Obama: Limit retirement tax breaks for the rich
Updated On: Apr 10 2013 06:25:51 PM CDT
President Obama on Wednesday announced a plan that would prohibit individuals from reaping tax advantages on IRAs and other tax-preferred retirement accounts when funds exceed a certain threshold.
By proposing this cap as part of his 2014 budget, Obama is taking aim at those who stash many millions of dollars in tax-advantaged retirement accounts -- which he argues is more than enough to retire comfortably.
The limit would be based on the amount needed to finance an annuity of $205,000 per year in retirement. It would fluctuate based on inflation and interest rates, but this year's account balance cap would amount to $3.4 million for a 62-year-old and $3 million for a 65-year-old.
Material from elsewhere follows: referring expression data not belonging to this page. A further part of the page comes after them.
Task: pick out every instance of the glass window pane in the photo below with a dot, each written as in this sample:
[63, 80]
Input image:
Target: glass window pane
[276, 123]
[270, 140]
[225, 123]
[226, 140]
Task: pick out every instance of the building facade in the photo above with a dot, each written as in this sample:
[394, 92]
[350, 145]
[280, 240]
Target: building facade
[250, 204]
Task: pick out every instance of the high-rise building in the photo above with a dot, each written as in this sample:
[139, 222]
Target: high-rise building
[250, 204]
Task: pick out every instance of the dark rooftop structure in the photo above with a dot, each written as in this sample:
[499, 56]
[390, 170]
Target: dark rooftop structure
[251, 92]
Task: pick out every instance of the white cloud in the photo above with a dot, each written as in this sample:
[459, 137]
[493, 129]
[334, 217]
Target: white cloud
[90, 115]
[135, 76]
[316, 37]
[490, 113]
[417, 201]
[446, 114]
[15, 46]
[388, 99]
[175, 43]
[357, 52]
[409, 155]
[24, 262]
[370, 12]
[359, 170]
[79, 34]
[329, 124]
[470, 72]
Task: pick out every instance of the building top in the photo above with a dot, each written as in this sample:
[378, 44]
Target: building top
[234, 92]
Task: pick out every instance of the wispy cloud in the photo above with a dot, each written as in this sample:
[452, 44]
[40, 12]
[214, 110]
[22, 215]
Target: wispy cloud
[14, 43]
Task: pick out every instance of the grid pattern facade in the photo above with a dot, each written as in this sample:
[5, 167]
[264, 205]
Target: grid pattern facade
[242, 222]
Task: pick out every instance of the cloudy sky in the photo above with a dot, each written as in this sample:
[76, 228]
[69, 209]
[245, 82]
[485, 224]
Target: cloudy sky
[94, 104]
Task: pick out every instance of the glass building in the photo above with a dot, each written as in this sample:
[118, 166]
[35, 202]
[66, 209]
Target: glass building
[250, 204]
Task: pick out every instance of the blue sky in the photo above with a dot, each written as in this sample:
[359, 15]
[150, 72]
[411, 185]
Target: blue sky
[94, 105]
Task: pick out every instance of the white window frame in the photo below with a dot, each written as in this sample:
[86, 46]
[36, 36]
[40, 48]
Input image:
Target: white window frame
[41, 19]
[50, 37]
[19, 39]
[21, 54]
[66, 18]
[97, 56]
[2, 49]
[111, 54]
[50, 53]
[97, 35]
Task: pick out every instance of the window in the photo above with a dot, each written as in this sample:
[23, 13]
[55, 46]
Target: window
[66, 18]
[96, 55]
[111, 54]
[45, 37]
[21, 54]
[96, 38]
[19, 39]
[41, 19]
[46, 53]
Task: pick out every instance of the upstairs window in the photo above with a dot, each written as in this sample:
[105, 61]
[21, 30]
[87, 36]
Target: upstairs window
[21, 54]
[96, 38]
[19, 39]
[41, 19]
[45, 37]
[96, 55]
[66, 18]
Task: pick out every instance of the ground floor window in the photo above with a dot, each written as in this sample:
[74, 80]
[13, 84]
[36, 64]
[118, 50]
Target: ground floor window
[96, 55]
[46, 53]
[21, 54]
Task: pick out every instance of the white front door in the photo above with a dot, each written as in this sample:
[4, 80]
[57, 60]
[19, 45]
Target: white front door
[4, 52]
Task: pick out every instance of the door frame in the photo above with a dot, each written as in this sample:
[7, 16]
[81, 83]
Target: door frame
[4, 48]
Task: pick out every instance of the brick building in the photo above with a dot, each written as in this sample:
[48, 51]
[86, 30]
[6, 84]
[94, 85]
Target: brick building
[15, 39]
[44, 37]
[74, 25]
Removing the tax advantages for funds exceeding that threshold would save the government an estimated $9 billion over a decade, the budget estimates.
"[The administration] wants people to use [tax-preferred retirement accounts] to save for retirement, but people shouldn't be saving gazillions in there and the government doesn't want to subsidize that," said Roberton Williams, a senior fellow at the Tax Policy Center.
Balances would be reviewed at the end of the calendar year, and no additional contributions would be permitted if a balance exceeds the limit, according to the Treasury Department. Those who exceed the account limit would be given a grace period to remove the excess money, and tax would apply. If an account drops below the limit, contributions could continue.
"It will be tough to implement," said IRA specialist Ed Slott. "You could be over [the limit] and couldn't contribute anymore but then go under and would have lost all those gains -- it's a little nutty."
It also hasn't been confirmed whether Roth IRAs, which are typically not taxed when retirees withdraw funds, would be included in the cap, said Nevin Adams, director of education at the Employee Benefit Research Institute.
But even if all the details are worked out, the limit would likely apply to very few people.
At the end of 2011, only 0.03%, or 6,180, of the 20.6 million IRA accounts in EBRI's database had balances exceeding $3 million, while 0.0041% of 401(k) accounts held $3 million or more by the end of 2012. If the cap is lower in future years, however, more people would likely take a hit.
In addition to defined contribution plans like 401(k)s and IRAs, defined benefit plans like pensions would also be subject to the cap. EBRI plans to release new analysis calculating the number of these accounts that exceed $3 million.
If Obama's budget is approved, the retirement savings limit would take effect in 2014.